Bunları neden yazdık… Şöyle ki, yazının başında “gençlik” dedik. Genç nesil bizlerin arkasından geliyor ve zihinleri bize nazaran daha dinamik. Haliyle gençlerin, bizim “lanet olsun” deyip bir kenara çekilen, kendini sosyal medyada büyük harflerle “haykırmak” suretiyle tatmin eden kesiminden sarih olan zihinleri bu devranı yıkar. Doğa kanunu. İşte tam da bundan korkuyorlar ve bu korkularını muktedir durumlarından hareketle gençleri korkutarak sindirmeye çalışıyorlar.
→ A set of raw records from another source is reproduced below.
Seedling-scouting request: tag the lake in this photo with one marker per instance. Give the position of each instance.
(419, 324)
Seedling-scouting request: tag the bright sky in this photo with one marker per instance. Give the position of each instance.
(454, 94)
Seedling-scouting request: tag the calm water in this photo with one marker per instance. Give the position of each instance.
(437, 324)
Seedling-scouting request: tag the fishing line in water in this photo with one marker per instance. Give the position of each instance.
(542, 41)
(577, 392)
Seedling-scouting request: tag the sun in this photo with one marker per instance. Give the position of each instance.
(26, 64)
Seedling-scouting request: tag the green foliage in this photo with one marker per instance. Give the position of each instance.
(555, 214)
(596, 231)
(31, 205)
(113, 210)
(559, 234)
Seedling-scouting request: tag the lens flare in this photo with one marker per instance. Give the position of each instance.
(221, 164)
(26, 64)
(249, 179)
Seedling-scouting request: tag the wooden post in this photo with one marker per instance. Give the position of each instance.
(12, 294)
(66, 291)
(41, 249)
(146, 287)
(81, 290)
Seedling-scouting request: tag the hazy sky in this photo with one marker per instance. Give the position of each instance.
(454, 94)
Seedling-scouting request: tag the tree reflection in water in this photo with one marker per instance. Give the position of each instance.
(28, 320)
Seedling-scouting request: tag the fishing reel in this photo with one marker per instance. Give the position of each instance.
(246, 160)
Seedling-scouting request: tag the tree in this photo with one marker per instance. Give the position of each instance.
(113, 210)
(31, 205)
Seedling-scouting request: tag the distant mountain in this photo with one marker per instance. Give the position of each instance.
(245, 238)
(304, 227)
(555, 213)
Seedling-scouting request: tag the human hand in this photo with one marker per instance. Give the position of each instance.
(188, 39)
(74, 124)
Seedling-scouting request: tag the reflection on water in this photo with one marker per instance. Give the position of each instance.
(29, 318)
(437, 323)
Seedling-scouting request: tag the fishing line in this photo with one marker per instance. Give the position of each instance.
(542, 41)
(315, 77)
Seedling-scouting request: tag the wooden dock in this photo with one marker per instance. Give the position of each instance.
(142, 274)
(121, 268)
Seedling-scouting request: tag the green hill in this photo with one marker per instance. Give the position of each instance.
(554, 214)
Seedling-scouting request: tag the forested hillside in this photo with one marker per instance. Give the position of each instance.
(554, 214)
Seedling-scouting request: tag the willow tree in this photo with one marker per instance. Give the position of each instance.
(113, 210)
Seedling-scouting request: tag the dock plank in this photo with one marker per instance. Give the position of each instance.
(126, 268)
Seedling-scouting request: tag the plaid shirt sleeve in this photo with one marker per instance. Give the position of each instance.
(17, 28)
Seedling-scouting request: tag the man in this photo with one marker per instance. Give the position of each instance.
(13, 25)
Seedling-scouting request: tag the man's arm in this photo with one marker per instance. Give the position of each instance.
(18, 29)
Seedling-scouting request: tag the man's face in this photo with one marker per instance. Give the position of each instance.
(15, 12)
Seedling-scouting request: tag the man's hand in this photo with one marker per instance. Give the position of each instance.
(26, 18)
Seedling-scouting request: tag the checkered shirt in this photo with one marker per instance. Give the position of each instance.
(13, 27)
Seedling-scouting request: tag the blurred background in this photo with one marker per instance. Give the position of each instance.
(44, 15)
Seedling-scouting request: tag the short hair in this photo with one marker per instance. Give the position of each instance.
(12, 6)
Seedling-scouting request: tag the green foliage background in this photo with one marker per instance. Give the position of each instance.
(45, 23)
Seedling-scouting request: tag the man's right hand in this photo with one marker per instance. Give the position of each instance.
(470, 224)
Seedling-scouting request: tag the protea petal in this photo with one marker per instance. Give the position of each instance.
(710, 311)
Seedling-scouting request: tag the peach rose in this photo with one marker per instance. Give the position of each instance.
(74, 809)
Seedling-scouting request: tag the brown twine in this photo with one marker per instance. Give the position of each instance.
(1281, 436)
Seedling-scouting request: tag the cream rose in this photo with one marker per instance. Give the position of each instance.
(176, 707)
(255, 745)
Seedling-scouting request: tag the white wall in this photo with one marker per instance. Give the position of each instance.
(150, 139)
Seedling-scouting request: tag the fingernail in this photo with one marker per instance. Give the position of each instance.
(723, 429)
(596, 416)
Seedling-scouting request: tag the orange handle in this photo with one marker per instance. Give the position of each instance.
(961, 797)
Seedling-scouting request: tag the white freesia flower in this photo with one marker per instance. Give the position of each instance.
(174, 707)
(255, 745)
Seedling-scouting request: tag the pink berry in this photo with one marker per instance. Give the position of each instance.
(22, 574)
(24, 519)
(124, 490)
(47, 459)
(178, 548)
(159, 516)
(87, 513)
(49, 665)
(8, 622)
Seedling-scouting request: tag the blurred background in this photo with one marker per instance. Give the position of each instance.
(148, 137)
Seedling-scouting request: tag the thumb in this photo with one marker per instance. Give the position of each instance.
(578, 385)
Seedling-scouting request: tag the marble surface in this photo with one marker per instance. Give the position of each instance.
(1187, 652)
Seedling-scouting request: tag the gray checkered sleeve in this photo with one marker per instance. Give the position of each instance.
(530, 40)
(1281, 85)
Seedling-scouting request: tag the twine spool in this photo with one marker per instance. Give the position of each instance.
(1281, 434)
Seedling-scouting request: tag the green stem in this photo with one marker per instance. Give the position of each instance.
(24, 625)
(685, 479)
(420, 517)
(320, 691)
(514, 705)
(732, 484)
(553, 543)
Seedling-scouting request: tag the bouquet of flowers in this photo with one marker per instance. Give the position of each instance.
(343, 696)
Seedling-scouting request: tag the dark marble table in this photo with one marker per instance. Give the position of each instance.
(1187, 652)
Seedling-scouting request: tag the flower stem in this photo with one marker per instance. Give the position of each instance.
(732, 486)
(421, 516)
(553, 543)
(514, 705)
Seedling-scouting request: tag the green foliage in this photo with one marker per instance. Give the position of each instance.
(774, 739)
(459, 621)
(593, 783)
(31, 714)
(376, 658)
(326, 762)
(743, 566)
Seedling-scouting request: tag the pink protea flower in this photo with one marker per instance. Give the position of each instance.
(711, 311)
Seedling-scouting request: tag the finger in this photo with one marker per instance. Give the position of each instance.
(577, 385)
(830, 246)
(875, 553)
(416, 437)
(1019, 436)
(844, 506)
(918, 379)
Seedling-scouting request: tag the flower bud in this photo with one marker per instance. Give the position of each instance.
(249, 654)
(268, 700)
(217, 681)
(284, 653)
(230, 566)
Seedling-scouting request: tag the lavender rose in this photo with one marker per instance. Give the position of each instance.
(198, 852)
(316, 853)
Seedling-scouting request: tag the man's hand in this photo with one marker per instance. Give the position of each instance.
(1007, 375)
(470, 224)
Nasıl mı? Zor değil herhangi bir kişinin telefon numarasına ulaşmak… Telefon açıyorlar mesela: “Kendilerini Polis, Jitem (mi kaldı), Özel Harekat, MİT vs… olarak tanıtıp sizi kandırmaya çalışanlara itibar etmeyin” SMS’i gibi ama hiç de komik olmayan şekilde ama aynı böyle tanıtarak, pervasızca, ödlek bir özgüvenle hem de…

O telefon görüşmelerinde buluşma tekliflerinde bulunmalar, “akıllı ol”lar, “bak iyi bi çocuğa benziyorsun, teröristlerle (onlardan olmayan herkes bir gün terörist olacak) takılma!”lar, “şu şu kişiler vatan haini, al şu 50 lirayı, bize onlar hakkında bilgi ver”ler, “elinde fotoğralarımız var, baaaakkk”lar…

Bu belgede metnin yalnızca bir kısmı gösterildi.